“All that really concerns me is speed,” crooned Montgomery Gentry in their hit “Speed” and while it makes for a great country slow dance song, it’s also relevant to vlogs, podcasts, and any other online format where audio/video is necessary. Speed is also a huge factor with search engine optimization (SEO), with algorithms considering the speed a site fully loads as an indicator of quality. There are many things that impact speed, from in-memory database services to your web host, and quite a few of them are within your control.
Remember that just because your site loads quickly and perfectly on your end doesn’t make that so for someone else. Try comparing your site’s speed when using your in-office Wi-Fi, and then check it out at a crowded coffee shop where everyone’s competing for bandwidth. Now imagine just how quickly your site might be loading in rural India where dial-up might be used. Luckily, MakeUseOf has offered free avenues for testing your site speed, but what can you do once you realize you’re the turtle in this mad dash?
1. Clean up your website
Your website probably isn’t as “clean” as it could be, and there might be ghost/invisible text hiding or those images might be unnecessarily big. This is especially true if you had someone else design your site and it’s been years since it was truly upgraded.
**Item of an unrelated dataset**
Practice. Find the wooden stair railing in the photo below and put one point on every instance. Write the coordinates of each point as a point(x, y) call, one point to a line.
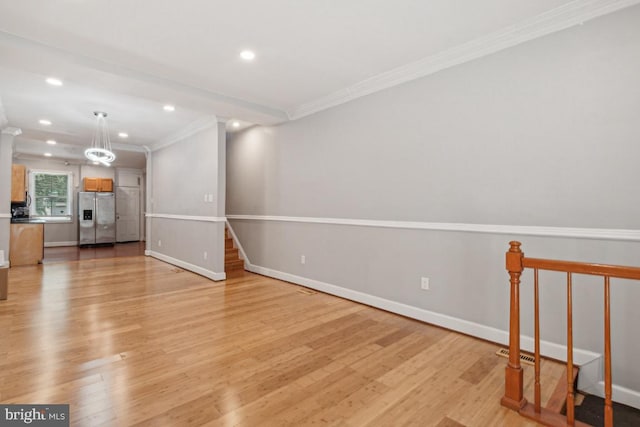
point(513, 397)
However, if you use a free platform like WordPress, you can easily see for yourself the size of images and get rid of any white noise that might be slowing things down.
2. Check with your web host
Most people go with the default, recommended web hosting services offered when they register their domain. You might luck out, but chances are you went with a free or cheap option that’s not known for uptime or speed. The vast majority of websites use a “shared server” and the more people who share it, the less the cost but the slower the load times. Shop around and find a web hosting company that prioritizes speed, yet stays within your budget.
3. Consider your Wi-Fi connection
There will always be people, including your customers, with faster and slower internet connections than you. However, you should cater to those with the worst connection. On the other hand, if you’re struggling with a slow load yourself and you have the option to shop around for better Wi-Fi, do so. Time is money when you’re creating podcasts and vlogs, and you shouldn’t be struggling with subpar internet.
4. Ditch the flash and animation
Nothing slows down a site faster than flash, and it’s also a huge search engine optimization faux pas. Sites should be simple and static for the best speed (and mobile readiness).
There’s no time to slow down when your site’s reputation is on the line.